The Leader’s Best Mate
Every leader of a stag group needs a loyal disciple to laugh at their crap jokes, protect them during scuffles and most importantly - enforce international drinking rules -“Imbibe!”
Deep down, he’s a sweet guy who dislikes the leader, but lacks the courage to be anything but subservient, even when he’s the butt of the jokes.
The Useful One
Within seconds of arriving at the accommodation, this guy posts the WiFi password in the group chat. He’ll get the air-con working after everyone has tried, and he even manages to get music on the sound system despite its lack of Bluetooth. Yes, he brought the cables.
The Bloke Who Does His Own Thing That Nobody Else Can Afford
This chap only knows the groom through work, and instead of staying in the crowded Airbnb, he pays for his own hotel. Strangely aloof, he meets the gang between other plans he’s made for just himself. Nobody slags him off as he pays for loads of drinks, but his behaviour does become quite off, which makes for some great side chats.

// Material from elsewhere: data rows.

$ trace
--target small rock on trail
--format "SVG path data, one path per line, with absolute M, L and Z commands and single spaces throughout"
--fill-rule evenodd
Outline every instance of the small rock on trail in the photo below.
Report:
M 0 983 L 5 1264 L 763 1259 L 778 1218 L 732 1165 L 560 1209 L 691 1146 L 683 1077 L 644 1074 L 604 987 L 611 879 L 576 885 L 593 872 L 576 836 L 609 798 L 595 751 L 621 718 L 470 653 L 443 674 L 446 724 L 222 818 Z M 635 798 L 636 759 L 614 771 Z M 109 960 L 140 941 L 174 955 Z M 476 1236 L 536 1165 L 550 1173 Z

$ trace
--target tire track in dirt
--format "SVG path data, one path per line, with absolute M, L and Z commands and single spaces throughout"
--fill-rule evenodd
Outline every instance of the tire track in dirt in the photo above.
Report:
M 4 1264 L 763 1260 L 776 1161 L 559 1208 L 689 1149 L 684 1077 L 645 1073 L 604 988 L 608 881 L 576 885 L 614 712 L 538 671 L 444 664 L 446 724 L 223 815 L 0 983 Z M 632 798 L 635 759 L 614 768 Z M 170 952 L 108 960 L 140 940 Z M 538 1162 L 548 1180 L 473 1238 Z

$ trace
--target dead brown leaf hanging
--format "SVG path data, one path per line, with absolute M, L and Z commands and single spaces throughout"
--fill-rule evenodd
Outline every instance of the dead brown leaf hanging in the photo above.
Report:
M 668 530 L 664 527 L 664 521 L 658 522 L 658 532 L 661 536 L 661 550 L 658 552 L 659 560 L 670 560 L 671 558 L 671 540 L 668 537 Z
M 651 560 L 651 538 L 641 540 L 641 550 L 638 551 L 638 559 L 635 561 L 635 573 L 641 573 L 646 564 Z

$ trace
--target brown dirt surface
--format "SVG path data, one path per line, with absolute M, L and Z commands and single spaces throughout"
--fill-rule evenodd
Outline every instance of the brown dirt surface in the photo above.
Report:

The Rep Nobody Has A Chance With
This poor woman is hired to take the lads from A to B, usually in the form of a beer tour or pub crawl. She strikes a perfect balance between fun ‘n’ flirty and ruthless timekeeping. Naturally, an unsaid game of ‘talk to the rep’ evolves amongst the gang and people you thought were your friend take the piss out of you in a desperate bid to elevate their status. Once everyone is safely inside the club - she heads home (alone) and drops her charade of being mates with any of you.
The Flash Git
This guy wears sunglasses indoors and has various shit tattoos. He’ll be significantly more flash and belligerent than everyone else, and has a photo of his Audi on his phone’s lock screen. His inherited wealth has granted him a confidence that makes him unafraid to challenge the group’s alphas and go his own way - even if nobody follows him as his ideas are rubbish.
The Class Clown
This chap’s social currency is gags. He cracks jokes, dishes out nicknames and even sets people on fire - all somehow in the name of “banter”. Nobody else seems to laugh, but that doesn’t stop him - he’s his own favourite audience. The wider group tolerates him but they certainly don’t respect him. If anything, he’s quite annoying. Tragic stuff.
The ‘Legendary Shagger’ (his term)
This pathetic individual will consistently reminisce about his latest “female conquests” - shoehorning them into most conversations. His reviews of any bars, clubs or restaurants are solely determined by the quality and quantity of girls. He even announces the number of women he’s shagged (600 apparently) to impress randomers (see video). A deeply embarrassing bloke.
The Bride’s Father
Since this guy hasn’t been out on the town for two decades, he’s running on pure adrenaline and lager. He struggles to keep up, but he’s grinning like a kid on Christmas morning. It’s a rare break from his mundane desk job - and he’s making it count. With age comes better resources: he’s booking unnecessary Ubers, ordering posh drinks nobody wants, and staying alone in a hotel he paid for because “I need my own bathroom lads.”
The Absolute Liability
This guy arrives at the airport with an anxious energy. There’s still some gear in his system from the night before, he’s on full tilt. Expect him to prang out mid-flight, mid-paintballing, and mid-lap dance. He’ll lose his passport in the club on the first night, and he’ll take 15 months to pay his Splitwise tab.
The Airbnb Host Who Kills the Vibe by Giving a Needlessly Long Tour of the Apartment
When you arrive at the accommodation, it is imperative that you stay clear of this man. His monologue on lockboxes, aircon units and noise level limitations will sap your lifeforce. Wait nearby until he’s left the building. Only one person needs to listen and nod along - don’t let it be you.